What is Ollama
Ollama is an open-source platform that runs open LLMs on your local machine (or a server). It acts like a bridge between any open LLM and your machine, not only running them but also providing an API layer on top of them so that another application or service can use them.
Tweaking GenAI LLM locally using Ollama
This guide provides essential commands and environment tweaks for optimizing Ollama when running complex LLM models locally.
Prerequisites
If you don't have Ollama installed, go to https://ollama.com and download the installation package:

Running a Model
Find your desired model on https://ollama.com in this example we are going to use popular DeepSeek model:

To run our chosen model with Ollama open your terminal and run following command:
ollama run deepseek-r1:14b
Tweaking Model Parameters
Ollama defaults model context size is set to 2048. To change this, you'll need to create a 'Modelfile' and include the following content
FROM deepseek-r1:14b
PARAMETER num_ctx 32768
PARAMETER num_predict -1
In this file, num_ctx is set to the maximum context size of the model, and num_predict is set to -1, which allows the model to use the remaining context as output context.

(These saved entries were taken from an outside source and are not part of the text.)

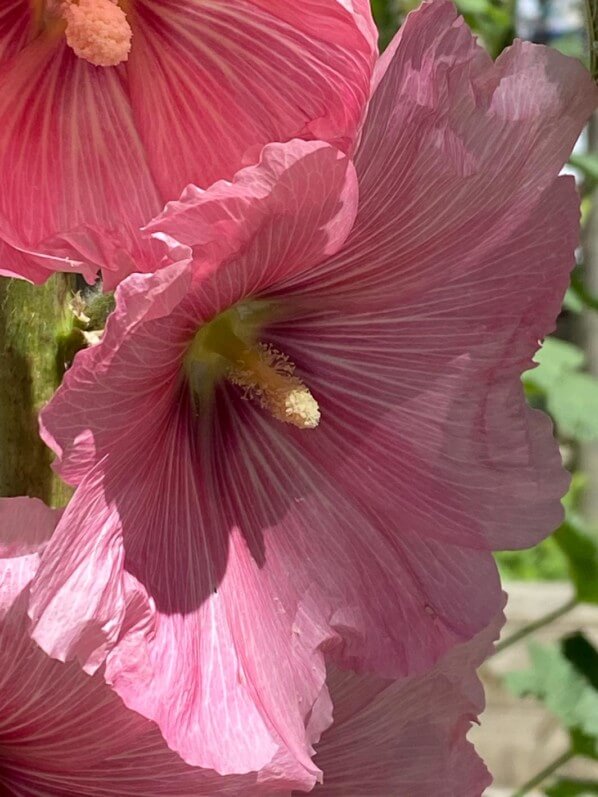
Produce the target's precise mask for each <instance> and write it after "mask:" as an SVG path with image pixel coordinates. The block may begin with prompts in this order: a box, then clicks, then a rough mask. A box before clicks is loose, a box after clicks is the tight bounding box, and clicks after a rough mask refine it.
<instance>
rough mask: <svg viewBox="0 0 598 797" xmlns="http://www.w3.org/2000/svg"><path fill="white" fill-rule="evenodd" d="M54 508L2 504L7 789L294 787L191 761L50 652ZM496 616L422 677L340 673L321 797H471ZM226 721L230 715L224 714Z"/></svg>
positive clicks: (334, 684) (99, 677) (235, 794)
mask: <svg viewBox="0 0 598 797" xmlns="http://www.w3.org/2000/svg"><path fill="white" fill-rule="evenodd" d="M56 519H57V518H56V514H55V513H53V512H52V511H51V510H49V509H47V508H46V507H44V506H43V504H41V502H39V501H37V500H35V499H29V498H25V499H23V498H15V499H5V500H4V501H0V791H1V792H2V794H3V795H13V797H30V796H31V795H33V794H35V795H36V796H37V797H66V795H76V797H108V795H114V796H115V797H116V795H118V797H125V795H134V796H135V797H159V796H160V797H161V796H162V795H171V797H200V795H206V797H207V796H208V795H209V797H215V795H231V797H232V796H233V795H234V796H235V797H243V796H244V795H245V796H246V797H249V795H252V796H253V795H255V796H256V797H257V795H279V797H284V795H287V796H288V794H289V789H292V788H293V784H292V782H289V781H288V780H285V779H284V778H282V779H281V778H280V777H274V778H273V779H272V780H269V779H268V778H267V776H266V777H264V774H263V773H262V775H261V776H259V775H257V774H251V773H248V774H246V775H239V776H229V777H222V776H219V775H217V774H216V773H214V772H211V771H206V770H202V769H199V768H197V767H190V766H188V765H187V764H185V763H184V762H183V761H182V760H181V759H180V758H179V757H178V756H177V755H176V754H175V753H173V752H172V751H171V750H169V749H168V748H167V746H166V744H165V742H164V740H163V739H162V737H161V735H160V733H159V731H158V729H157V728H156V726H155V725H154V724H153V723H152V722H150V721H149V720H146V719H145V718H143V717H141V716H139V715H138V714H136V713H135V712H132V711H130V710H129V709H127V708H126V707H125V706H124V704H123V703H122V701H121V700H120V699H119V698H118V697H117V696H116V695H115V694H114V692H113V691H112V690H111V689H110V688H109V687H108V686H106V684H105V682H104V680H103V678H102V674H101V673H100V672H98V673H96V674H95V675H94V676H92V677H89V676H87V675H85V673H83V672H82V671H81V669H80V668H79V667H78V665H76V664H75V663H73V662H71V663H69V664H62V663H61V662H57V661H56V660H54V659H51V658H49V657H48V656H46V655H45V654H44V653H43V652H42V651H41V650H40V648H38V647H37V646H36V645H35V643H34V642H32V641H31V639H30V638H29V636H28V634H27V625H28V619H27V615H26V606H27V597H28V589H29V582H30V580H31V578H32V577H33V575H34V573H35V571H36V569H37V567H38V564H39V552H40V551H41V549H42V548H43V546H44V544H45V543H46V542H47V540H48V539H49V537H50V535H51V533H52V531H53V528H54V526H55V523H56ZM499 624H500V618H497V620H496V621H495V622H494V623H493V624H492V625H491V626H490V627H489V628H488V629H487V630H485V631H484V632H483V633H482V634H480V635H479V636H478V637H476V638H475V639H474V640H473V641H472V642H470V643H468V644H466V645H459V646H457V647H456V648H454V649H453V650H452V651H451V652H450V653H449V654H448V655H447V656H446V657H444V658H443V659H442V660H441V661H440V662H439V663H438V664H437V665H436V666H435V667H434V668H433V669H432V670H431V671H430V672H428V673H426V674H425V675H423V676H421V677H415V678H409V679H406V680H403V681H399V682H395V683H387V682H384V681H381V680H380V679H378V678H375V677H371V676H358V675H356V674H355V673H351V672H341V671H339V670H336V669H335V668H333V667H331V668H330V671H329V673H328V676H327V680H328V684H329V687H330V691H331V693H332V698H333V702H334V717H335V722H334V725H333V726H332V728H331V729H330V730H328V731H327V732H326V733H325V734H324V737H323V738H322V740H321V742H320V743H319V745H318V750H317V757H316V762H317V763H318V765H319V766H320V767H321V769H322V771H323V773H324V784H323V785H321V786H318V787H316V792H315V793H317V794H319V795H321V796H322V797H326V795H330V797H332V795H343V797H346V795H347V794H350V795H351V797H373V795H387V794H409V795H410V797H429V795H430V794H434V795H437V797H445V796H446V797H457V795H458V797H475V796H476V795H480V794H481V792H482V790H483V788H484V786H485V785H487V783H488V781H489V778H488V773H487V772H486V769H485V767H484V766H483V764H482V762H481V761H480V759H479V758H478V757H477V756H476V754H475V751H474V750H473V748H472V746H471V745H470V744H469V743H468V742H467V741H466V739H465V735H466V733H467V730H468V729H469V725H470V722H471V720H472V719H475V717H476V716H477V714H479V713H480V711H481V709H482V708H483V694H482V693H481V689H480V685H479V682H478V681H477V679H476V677H475V668H476V667H477V666H478V665H479V664H480V663H481V661H482V660H483V659H484V658H485V656H486V655H487V653H488V652H489V649H490V644H491V641H492V639H493V638H494V637H495V636H496V632H497V630H498V627H499ZM222 719H223V721H224V720H225V717H223V718H222Z"/></svg>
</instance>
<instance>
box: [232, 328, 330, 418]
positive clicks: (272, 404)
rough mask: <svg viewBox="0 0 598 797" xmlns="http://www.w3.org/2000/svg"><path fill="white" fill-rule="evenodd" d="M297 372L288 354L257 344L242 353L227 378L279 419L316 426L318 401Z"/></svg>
mask: <svg viewBox="0 0 598 797" xmlns="http://www.w3.org/2000/svg"><path fill="white" fill-rule="evenodd" d="M294 371H295V366H294V364H293V363H292V362H291V361H290V360H289V358H288V357H287V356H286V355H284V354H281V352H279V351H278V350H277V349H275V348H273V347H272V346H271V345H269V344H265V343H258V344H257V346H255V347H254V348H251V349H247V350H246V351H245V352H243V354H242V356H241V357H240V358H239V359H238V361H237V363H236V364H235V365H234V366H233V367H231V368H230V370H229V372H228V379H229V381H231V382H232V383H233V384H235V385H238V386H239V387H241V388H243V390H244V395H245V397H246V398H250V399H253V400H255V401H258V402H259V403H260V404H261V406H262V407H263V408H264V409H265V410H268V412H270V413H271V415H273V416H274V417H275V418H276V419H277V420H279V421H282V422H283V423H290V424H292V425H293V426H296V427H298V428H299V429H315V427H316V426H317V425H318V423H319V422H320V408H319V406H318V402H317V401H316V400H315V398H314V397H313V396H312V394H311V393H310V391H309V388H308V387H307V386H306V385H305V384H304V383H303V382H302V381H301V380H300V379H299V378H298V377H296V376H295V375H294Z"/></svg>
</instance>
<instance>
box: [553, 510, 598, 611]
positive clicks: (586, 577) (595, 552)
mask: <svg viewBox="0 0 598 797" xmlns="http://www.w3.org/2000/svg"><path fill="white" fill-rule="evenodd" d="M553 539H554V540H555V542H556V544H557V545H558V546H559V548H560V549H561V551H562V552H563V553H564V554H565V557H566V558H567V563H568V566H569V573H570V576H571V581H572V582H573V585H574V587H575V593H576V595H577V598H578V600H580V601H582V602H583V603H594V604H598V578H597V577H596V574H597V573H598V540H597V539H596V535H595V534H593V533H592V532H591V531H590V530H589V529H587V528H585V526H584V525H583V523H582V522H581V521H580V520H579V519H578V518H576V517H575V515H573V514H572V513H570V514H569V515H568V517H567V520H566V521H565V522H564V523H563V524H562V525H561V527H560V528H559V529H558V530H557V531H556V532H555V533H554V535H553Z"/></svg>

After creating the file, run the following command:
ollama create deepseek-r1-14b-32k-context -f ./Modelfile
Now, you can use the entire context of the model without truncation by calling:
ollama run deepseek-r1-14b-32k-context
Performance Optimization
Set environment variables to improve performance (maximize token generation speed):
export OLLAMA_FLASH_ATTENTION=true
export OLLAMA_KV_CACHE_TYPE=f16
Available OLLAMA_KV_CACHE_TYPE
Values
q8_0
q4_0
f16
(for 16-bit floating point caching)
These settings can help optimize memory usage and speed when running large models locally.